Low Rates Keep Buyers in Summer Market – Based on Freddie Mac reports, mortgage rates are barely budging, keeping borrowing costs low for summertime home shoppers. Mortgage rates continue to hover near their 2016 averages. “We’re seeing a tug of war happen as the fixed-income market flashes warning signs while the equities market continues to march higher with optimism,” says Sam Khater, Freddie Mac’s chief economist. “The data suggests the economy is weakening but is still on very solid ground, with high consumer confidence and a strong labor market. Closer to home, the housing market continues to slowly improve and gain momentum as we head into the second half of the year, which is good news and should keep the economy growing.”
® REALTOR® Magazine
8.2M Could Have Lower Mortgage Payments – According to Black Knight, a mortgage software and analytics firm, mortgage rates are dropping, giving millions of homeowners an opportunity to lower their monthly payments. An estimated 8.2 million borrowers could refinance and potentially lower their monthly payments by at least 75 basis points. This marks the largest percentage of homeowners who stand to benefit from lower mortgage rates since the end of 2016. The average borrower stands to save about $266 per month on their mortgage by refinancing, according to Black Knight. Refinancing can lower monthly payments and also provide access to money for homeowners who have substantial home equity. About 44 million borrowers have at least 20% equity in their homes. The average amount available to access is $136,000, Black Knight reports.
Greater Affordability Revives Pending Home Sales – Based on reports from the National Association of REALTORS®, pending home sales bounced back in May from a dip the previous month, a sign that home buyers are returning to the market as lower borrowing costs improve affordability. Three of the four major U.S. regions saw an increase in pending home sales last month. NAR’s Pending Home Sales Index, a forward-looking indicator based on contract signings, rose 1.1% to a reading of 105.4 in May. Year over year, however, contract signings are down 0.7%. “Rates of 4% and in some cases, even lower create extremely attractive conditions for consumers,” says NAR Chief Economist Lawrence Yun. “Buyers, for good reason, are anxious to purchase and lock in at these rates.” Consumer confidence about home buying is increasing, which likely will translate to more sales over the coming weeks, Yun says. “The Federal Reserve may cut interest rates one more time this year, but there is no guarantee mortgage rates will fall from these already historically low points,” Yun says. “Job creation and a rise in inventory will nonetheless drive more buyers to enter the market.” The need for more inventory is only growing greater, Yun says. “Home builders have not ramped up construction to the extent that is needed,” he says.
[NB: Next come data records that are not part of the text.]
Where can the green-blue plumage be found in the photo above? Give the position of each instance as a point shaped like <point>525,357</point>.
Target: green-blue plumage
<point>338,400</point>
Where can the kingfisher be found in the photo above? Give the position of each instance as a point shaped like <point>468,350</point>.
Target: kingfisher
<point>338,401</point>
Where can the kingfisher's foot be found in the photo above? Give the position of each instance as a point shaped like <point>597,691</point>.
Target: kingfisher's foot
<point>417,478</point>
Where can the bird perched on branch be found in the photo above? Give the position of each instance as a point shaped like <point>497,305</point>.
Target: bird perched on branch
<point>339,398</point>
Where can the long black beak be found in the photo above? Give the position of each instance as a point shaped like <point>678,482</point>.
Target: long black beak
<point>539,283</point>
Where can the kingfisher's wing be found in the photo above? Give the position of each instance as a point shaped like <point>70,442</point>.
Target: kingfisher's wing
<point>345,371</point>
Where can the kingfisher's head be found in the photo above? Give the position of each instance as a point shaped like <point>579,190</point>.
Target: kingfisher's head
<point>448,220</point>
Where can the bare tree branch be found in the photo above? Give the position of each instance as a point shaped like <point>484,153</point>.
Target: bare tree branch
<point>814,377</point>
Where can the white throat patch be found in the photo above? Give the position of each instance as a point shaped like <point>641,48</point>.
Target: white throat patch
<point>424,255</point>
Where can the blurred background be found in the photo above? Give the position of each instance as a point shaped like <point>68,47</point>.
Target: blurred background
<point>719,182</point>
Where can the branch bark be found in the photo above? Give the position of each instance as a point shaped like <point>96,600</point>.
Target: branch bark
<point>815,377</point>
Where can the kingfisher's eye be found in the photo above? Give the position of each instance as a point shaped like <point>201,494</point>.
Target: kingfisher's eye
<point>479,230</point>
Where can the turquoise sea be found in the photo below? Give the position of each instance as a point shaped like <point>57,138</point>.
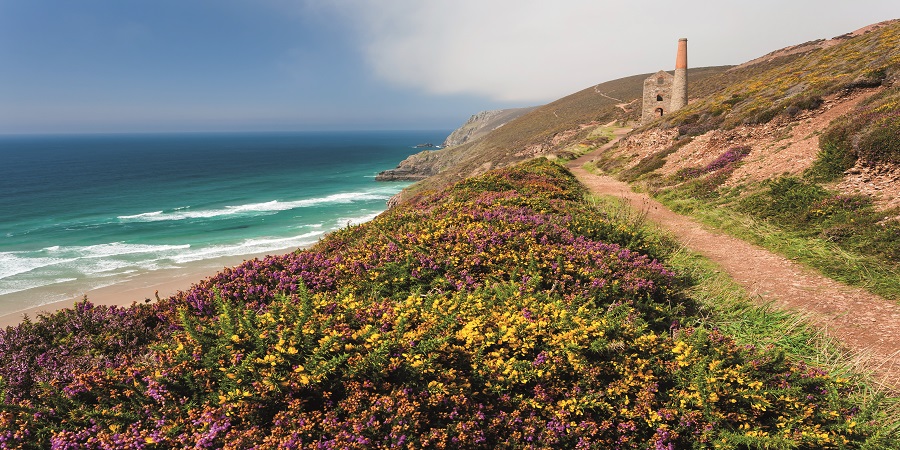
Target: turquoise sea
<point>84,211</point>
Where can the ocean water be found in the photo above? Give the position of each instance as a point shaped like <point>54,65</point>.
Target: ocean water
<point>82,212</point>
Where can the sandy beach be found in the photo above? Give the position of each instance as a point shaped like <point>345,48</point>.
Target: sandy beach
<point>142,287</point>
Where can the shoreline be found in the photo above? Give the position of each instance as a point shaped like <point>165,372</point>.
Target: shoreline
<point>142,287</point>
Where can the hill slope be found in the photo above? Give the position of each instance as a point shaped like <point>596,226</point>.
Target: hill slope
<point>553,128</point>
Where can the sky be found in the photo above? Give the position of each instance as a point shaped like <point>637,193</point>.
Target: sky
<point>97,66</point>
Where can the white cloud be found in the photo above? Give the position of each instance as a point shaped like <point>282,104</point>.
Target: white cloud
<point>538,50</point>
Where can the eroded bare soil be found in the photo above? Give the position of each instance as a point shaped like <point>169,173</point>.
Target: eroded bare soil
<point>867,324</point>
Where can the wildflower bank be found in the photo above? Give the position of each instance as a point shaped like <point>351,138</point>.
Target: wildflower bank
<point>505,311</point>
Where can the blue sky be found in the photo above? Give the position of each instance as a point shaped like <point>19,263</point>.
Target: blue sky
<point>236,65</point>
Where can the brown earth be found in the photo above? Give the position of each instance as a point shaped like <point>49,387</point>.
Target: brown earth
<point>781,147</point>
<point>867,324</point>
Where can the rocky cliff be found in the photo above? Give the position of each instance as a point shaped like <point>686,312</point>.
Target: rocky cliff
<point>429,162</point>
<point>481,124</point>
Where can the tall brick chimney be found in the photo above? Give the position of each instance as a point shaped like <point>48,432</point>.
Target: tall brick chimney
<point>679,84</point>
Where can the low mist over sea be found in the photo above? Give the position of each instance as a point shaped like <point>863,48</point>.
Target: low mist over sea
<point>80,212</point>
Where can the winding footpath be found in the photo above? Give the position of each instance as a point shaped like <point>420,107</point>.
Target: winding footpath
<point>867,324</point>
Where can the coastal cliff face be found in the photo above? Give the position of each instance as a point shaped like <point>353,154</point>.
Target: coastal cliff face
<point>414,168</point>
<point>430,162</point>
<point>481,124</point>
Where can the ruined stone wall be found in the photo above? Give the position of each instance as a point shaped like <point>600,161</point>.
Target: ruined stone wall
<point>657,96</point>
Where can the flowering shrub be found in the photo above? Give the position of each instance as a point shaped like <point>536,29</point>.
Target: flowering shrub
<point>503,312</point>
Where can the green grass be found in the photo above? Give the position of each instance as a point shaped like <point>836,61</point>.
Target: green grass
<point>726,306</point>
<point>865,271</point>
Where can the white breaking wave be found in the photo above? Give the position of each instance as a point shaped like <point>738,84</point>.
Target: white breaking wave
<point>248,247</point>
<point>116,249</point>
<point>270,207</point>
<point>15,263</point>
<point>89,260</point>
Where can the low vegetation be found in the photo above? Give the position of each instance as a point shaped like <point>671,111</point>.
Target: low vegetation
<point>785,87</point>
<point>506,311</point>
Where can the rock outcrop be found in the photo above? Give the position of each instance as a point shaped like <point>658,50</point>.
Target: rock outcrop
<point>414,168</point>
<point>481,124</point>
<point>429,162</point>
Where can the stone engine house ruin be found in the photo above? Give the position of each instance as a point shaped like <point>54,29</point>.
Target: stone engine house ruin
<point>665,93</point>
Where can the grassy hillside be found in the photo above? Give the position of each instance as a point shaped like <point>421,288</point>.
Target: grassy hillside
<point>506,311</point>
<point>548,129</point>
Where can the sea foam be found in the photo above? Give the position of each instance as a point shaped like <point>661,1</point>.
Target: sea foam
<point>270,207</point>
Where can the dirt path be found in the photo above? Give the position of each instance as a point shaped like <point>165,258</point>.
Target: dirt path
<point>869,325</point>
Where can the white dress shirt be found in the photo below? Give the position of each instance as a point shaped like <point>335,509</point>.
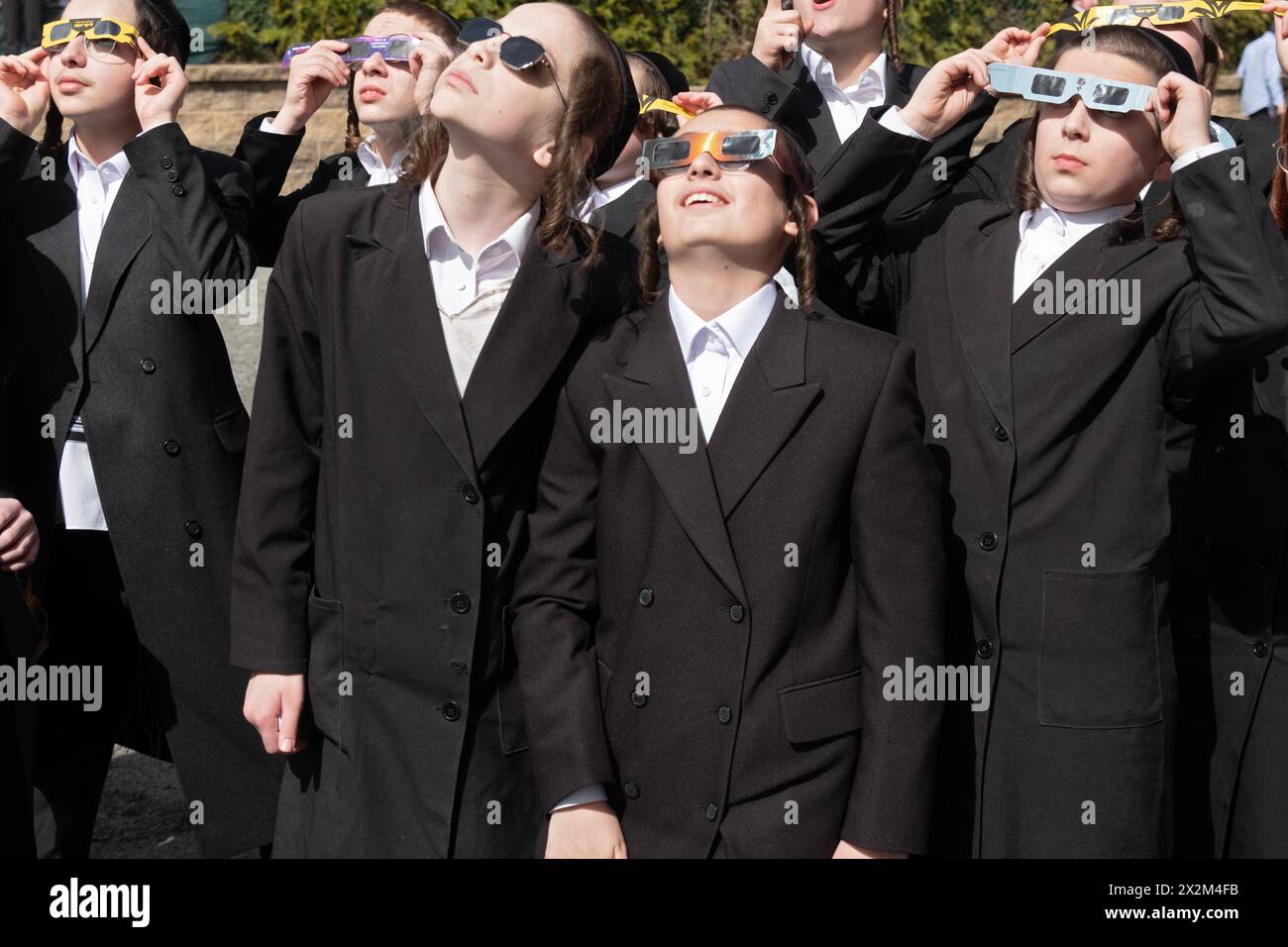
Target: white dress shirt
<point>601,196</point>
<point>848,106</point>
<point>713,354</point>
<point>471,291</point>
<point>368,157</point>
<point>97,187</point>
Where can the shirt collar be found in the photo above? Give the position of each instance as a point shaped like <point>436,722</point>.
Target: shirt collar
<point>741,324</point>
<point>516,236</point>
<point>1073,224</point>
<point>601,196</point>
<point>78,162</point>
<point>820,69</point>
<point>370,158</point>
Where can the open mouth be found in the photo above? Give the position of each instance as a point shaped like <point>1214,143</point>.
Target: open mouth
<point>702,198</point>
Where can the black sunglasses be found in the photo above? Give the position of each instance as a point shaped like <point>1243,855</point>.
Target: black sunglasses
<point>518,52</point>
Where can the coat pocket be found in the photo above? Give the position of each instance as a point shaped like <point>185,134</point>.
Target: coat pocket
<point>327,689</point>
<point>232,427</point>
<point>1099,665</point>
<point>822,709</point>
<point>514,735</point>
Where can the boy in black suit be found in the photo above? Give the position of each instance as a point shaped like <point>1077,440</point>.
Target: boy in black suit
<point>132,427</point>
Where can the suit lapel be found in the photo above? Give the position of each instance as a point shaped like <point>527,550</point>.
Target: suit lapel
<point>54,247</point>
<point>1102,254</point>
<point>768,401</point>
<point>415,342</point>
<point>979,281</point>
<point>656,377</point>
<point>128,228</point>
<point>532,335</point>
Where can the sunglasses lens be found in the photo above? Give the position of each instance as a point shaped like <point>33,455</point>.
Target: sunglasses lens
<point>520,53</point>
<point>670,153</point>
<point>1047,86</point>
<point>1109,95</point>
<point>741,147</point>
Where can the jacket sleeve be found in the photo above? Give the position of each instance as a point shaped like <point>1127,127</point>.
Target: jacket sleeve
<point>16,155</point>
<point>269,157</point>
<point>202,211</point>
<point>1235,309</point>
<point>853,193</point>
<point>898,551</point>
<point>273,547</point>
<point>944,166</point>
<point>555,609</point>
<point>748,82</point>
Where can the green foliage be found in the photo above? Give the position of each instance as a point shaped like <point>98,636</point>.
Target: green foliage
<point>696,34</point>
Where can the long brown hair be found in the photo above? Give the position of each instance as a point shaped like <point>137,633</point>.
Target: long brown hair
<point>1120,40</point>
<point>593,94</point>
<point>798,184</point>
<point>420,12</point>
<point>892,33</point>
<point>1279,185</point>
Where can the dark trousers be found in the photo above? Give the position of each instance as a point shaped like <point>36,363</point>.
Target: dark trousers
<point>89,624</point>
<point>22,24</point>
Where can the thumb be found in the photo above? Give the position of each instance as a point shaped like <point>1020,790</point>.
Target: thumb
<point>288,723</point>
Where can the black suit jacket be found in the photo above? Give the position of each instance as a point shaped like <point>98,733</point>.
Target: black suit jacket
<point>269,157</point>
<point>165,428</point>
<point>382,521</point>
<point>795,101</point>
<point>1051,428</point>
<point>706,633</point>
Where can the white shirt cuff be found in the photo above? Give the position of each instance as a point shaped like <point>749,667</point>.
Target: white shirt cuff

Survey: Potential Gen Z Buyers Prefer Diverse Neighborhoods – According to a survey from Homes.com, Generation Z, the youngest potential home buyers, show a preference for buying homes in culturally diverse neighborhoods. It’s the first generation in American history to show such a strong diversity preference. The real estate website surveyed more than 1,000 young adults ages 18 to 24 years old to examine their homebuying preferences. Fifty-eight percent of potential Gen Z home buyers say they prefer a diverse community compared to 12% who prefer a homogeneous neighborhood, the survey shows. Their timeline: 14% expect to purchase a home between the ages of 18 to 24; 48% say they intend to buy when they are 25 to 29 years old; and 25% plan to buy between ages 30 to 34. The timeline follows a similar pattern to Generation X and baby boomers, the survey notes. The top motivators for them to buy is a “place to call home” and for investment value.